We next assessed the internal consistency of reporting between three related vaccine indicators in 2019 that should be given to infants within the first months of life: BCG, pentavalent, pneumococcal, oral poliovirus, and rotavirus vaccines. BCG is administered as soon as possible after birth. Pentavalent, pneumococcal, and oral polio are three dose courses typically given on the same days starting at 6 weeks after birth. Rotavirus is a two-dose course that is typically given with the first two doses of the other series.
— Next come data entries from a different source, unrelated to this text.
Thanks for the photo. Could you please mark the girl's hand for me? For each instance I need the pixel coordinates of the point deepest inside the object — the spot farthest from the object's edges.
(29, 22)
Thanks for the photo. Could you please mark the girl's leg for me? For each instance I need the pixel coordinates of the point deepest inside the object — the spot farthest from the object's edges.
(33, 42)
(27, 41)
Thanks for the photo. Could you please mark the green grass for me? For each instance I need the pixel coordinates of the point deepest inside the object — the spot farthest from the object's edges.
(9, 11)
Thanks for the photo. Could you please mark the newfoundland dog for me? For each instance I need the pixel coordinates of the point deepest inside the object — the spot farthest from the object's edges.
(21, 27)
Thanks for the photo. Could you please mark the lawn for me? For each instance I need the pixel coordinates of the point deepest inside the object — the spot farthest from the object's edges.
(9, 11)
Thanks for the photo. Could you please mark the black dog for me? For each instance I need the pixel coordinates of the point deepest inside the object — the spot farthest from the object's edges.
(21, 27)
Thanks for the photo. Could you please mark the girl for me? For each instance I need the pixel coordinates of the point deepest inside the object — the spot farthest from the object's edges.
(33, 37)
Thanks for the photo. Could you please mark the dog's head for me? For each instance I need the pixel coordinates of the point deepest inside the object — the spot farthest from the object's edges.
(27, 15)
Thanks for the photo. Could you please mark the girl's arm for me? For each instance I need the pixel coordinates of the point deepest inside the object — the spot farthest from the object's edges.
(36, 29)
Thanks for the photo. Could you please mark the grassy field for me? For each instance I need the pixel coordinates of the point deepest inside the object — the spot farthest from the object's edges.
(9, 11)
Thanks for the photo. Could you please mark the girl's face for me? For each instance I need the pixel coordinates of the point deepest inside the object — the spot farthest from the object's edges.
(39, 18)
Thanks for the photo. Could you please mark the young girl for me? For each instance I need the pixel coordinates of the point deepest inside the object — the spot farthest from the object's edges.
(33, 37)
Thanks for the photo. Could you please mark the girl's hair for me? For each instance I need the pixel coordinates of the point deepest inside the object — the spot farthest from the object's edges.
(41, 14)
Because these vaccines are administered near the same time for each child, there should be similar numbers of vaccinations reported across the country. Haiti was excluded from this analysis due to the lack of vaccine-specific indicators in our dataset.

Finally, we assessed the external consistency of the pre-pandemic data (calendar year 2019) against a gold standard for one indicator: cesarean section rates. We first estimated the total absolute number of births taking place in the country or province (for KZN) in 2019 by dividing the total deliveries reported in HMIS by the rate of facility deliveries obtained from the most recent population-based survey (Demographic and Health Survey (DHS) or Multiple Indicator Cluster Survey (MICS)) [17, 18]. In Lao PDR, we used the public facility delivery rate from MICS because the HMIS only includes data from public sector facilities. In South Africa, we used estimates from the KZN province reported in the South African DHS 2016.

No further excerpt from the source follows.